卫迟漆黑的眸中倒映着她的惊讶,宁云蓁抬手,将那坠子又拿到手里细细看了一番,确认是自己的东西无误。
“方才在山上追赶那刺客时,他将这东西给了我。”
卫迟一字一顿解释道,将山上的情形细细地同她说了。
说完,他声音低润道:“你仔细想想,这东西你是否一日都带在身上,都接触了哪些人?”
如果能知道她今日都和谁接触过,那他在山上遇到的那人的身份范围就会缩小了很多。
宁云蓁思忖片刻摇了摇头,抬眼和他道:“我早上出门的确是带着这枚坠子,后来不知何时就丢了,我也不知是丢在了何处,兴许就是在山林里头丢的。”
如果是在山林里丢的,那谁都可能捡到这物,根本无法判断他刚才遇到的人是谁了。
卫迟默了默,抬手轻轻抚上了她的发,神色温柔道:“无事,那人的腿上被我一箭击中应该伤的不轻,如果真的是这围场之中的人,或许明日便可见分晓了。”
宁云蓁点点头,不消他说她明日也会细细观察一番的。
她后知后觉的想起卫迟方才刚回来时神情慌乱的样子,好似生怕她落入了那贼人的手中遭遇险境,不由得翘起了唇角,静静地瞧着他。
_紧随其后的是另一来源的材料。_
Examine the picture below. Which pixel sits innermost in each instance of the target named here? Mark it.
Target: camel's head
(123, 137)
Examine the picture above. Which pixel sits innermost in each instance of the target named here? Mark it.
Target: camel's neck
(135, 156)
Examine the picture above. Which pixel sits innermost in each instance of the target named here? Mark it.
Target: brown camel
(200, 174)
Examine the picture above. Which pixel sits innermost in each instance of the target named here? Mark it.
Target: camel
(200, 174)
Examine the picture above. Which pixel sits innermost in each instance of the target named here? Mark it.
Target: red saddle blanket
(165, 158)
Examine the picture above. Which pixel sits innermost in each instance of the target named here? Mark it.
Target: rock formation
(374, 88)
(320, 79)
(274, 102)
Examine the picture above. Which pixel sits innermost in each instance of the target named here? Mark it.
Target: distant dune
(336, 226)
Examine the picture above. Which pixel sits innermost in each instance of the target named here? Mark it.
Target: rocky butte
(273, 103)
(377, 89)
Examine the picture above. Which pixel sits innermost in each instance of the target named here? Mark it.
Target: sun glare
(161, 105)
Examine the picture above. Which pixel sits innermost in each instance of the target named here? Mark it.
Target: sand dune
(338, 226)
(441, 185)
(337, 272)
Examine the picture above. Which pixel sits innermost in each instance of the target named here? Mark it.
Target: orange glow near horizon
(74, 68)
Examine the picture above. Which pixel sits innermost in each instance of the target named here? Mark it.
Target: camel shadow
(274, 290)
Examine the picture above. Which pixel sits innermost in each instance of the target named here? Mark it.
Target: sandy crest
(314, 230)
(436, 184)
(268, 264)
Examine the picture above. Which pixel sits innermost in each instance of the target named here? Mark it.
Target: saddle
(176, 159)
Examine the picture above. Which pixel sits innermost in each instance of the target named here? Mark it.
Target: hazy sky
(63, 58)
“原来郎君刚刚回来那么紧张,是因为怕我被人掳去吗?”
宁云蓁托着下巴,红润的唇瓣微扬,眼中的神采竟比外头天上的星子还要亮上几分。
卫迟冷峻的面容上攀上了一丝慌乱,错开眼道:“我...我自不会拿你的安危做赌注的。”
眼看他又要说出昨日下午那番“我娶了你就要对你的安危负责”这样的理论,宁云蓁忽地恼了,抬起手掩住了他的唇,不防被身下的裙裾一绊,整个人都跌在了他的身上。
宁云蓁微微错愕过后也不起身,就着这个姿势继续瞧着他。
“郎君承认已经开始心里有我便这么难么?”
承认了昨日就是在吃那薛砚的醋,承认了今日就是在关心她,有这么难吗?
两人的脸近在咫尺,她几乎是在他脸上呵气如兰地同他低语。
他分明就是关心则乱,否则以他的身手,怎可能被那贼人所伤?怎可能一听到她可能陷入了危险就二话不说的赶了回来?
她笑的惑人心神,卫迟两只手都无处安放了起来,只能微微扭过头去,不和她对视。
宁云蓁更加恼了,掰过他的脸强迫他的目光又转了回来。
她低头去看,他只得闭上眼,宁云蓁目光便落在了他眼角的那颗小痣上,只觉月色下那处十分蛊人,不由得抬手上去轻抚了抚。
卫迟的心跳忽然变得十分的快,恍若雷鸣咚咚作响。
宁云蓁伸出指尖捻了捻那处,半晌又覆上唇轻吻了一下那粒小痣。
她唇瓣饱满,卫迟只觉得眼下一凉,随即整个人都僵住了。
很快,那触感便又消失了,却几乎灼的他整个人都烫了起来。
明明没有更逾越更放肆的动作,却几乎搅乱了他整个心神,当真是风月无边。
宁云蓁看着他错愕的倏尔睁开眼的模样,低低地笑了笑,一个转身重新躺好,掩唇打了个哈欠。
“郎君,再不睡天就快亮了,快睡觉吧。”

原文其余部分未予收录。